Ideas, including those concerning race, should not be banned in free society. I subscribe to the view New York Governor Thomas Dewey expressed during his 1948 presidential campaign.
In the debate, Dewey faced “boy wonder” Harold Stassen, the perennial presidential candidate who ran for the office eight more times before his 2001 death. Stassen argued in favor of banning the U.S. Communist Party. Dewey countered this view, maintaining that an idea like Communism could not be defeated with legal force. Rather, forcing it underground would itself constitute totalitarianism and would only strengthen the Communist cause.
I believe in keeping the Communist Party everlastingly out in the open so we can defeat it and all that it stands for…I am inexorably, wholeheartedly, unswervingly against any scheme to write laws outlawing people because of their religious, political, social, or economic ideas…We should prosecute men for the crimes they commit, but never for the ideas that they have.

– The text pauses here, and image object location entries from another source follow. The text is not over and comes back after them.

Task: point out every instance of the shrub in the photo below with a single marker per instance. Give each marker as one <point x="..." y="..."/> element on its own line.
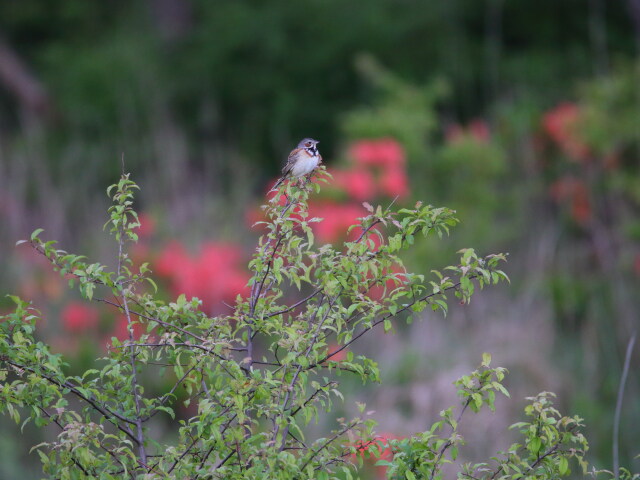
<point x="258" y="376"/>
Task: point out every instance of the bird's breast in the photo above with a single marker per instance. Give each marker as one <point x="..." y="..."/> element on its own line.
<point x="305" y="165"/>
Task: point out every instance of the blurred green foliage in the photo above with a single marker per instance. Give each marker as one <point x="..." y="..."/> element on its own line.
<point x="207" y="98"/>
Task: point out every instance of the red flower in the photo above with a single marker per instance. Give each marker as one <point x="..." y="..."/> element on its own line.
<point x="78" y="317"/>
<point x="214" y="276"/>
<point x="394" y="182"/>
<point x="358" y="183"/>
<point x="560" y="125"/>
<point x="386" y="152"/>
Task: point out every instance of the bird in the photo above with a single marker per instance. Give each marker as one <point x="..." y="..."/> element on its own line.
<point x="301" y="161"/>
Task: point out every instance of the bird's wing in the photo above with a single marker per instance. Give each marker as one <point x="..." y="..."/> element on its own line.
<point x="291" y="160"/>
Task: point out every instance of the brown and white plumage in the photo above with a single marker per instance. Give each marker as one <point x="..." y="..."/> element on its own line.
<point x="301" y="161"/>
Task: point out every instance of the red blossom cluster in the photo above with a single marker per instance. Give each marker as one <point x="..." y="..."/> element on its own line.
<point x="215" y="275"/>
<point x="377" y="168"/>
<point x="381" y="443"/>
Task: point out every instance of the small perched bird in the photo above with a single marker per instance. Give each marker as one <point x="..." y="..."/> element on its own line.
<point x="302" y="160"/>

Defeating an idea requires open, public debate. If one casts a group into the shadows, one does not refute that group’s arguments. Instead, it allows that group’s ideas to fester unchallenged. If these ideas are truly wrong, the public should be shown why they are wrong.
In today’s world, racism should be challenged with rational argumentation, not the force of despotic laws. The U.S. should never enact laws criminalizing states of mind as the U.K. did in Part III of the Public Order Act 1986.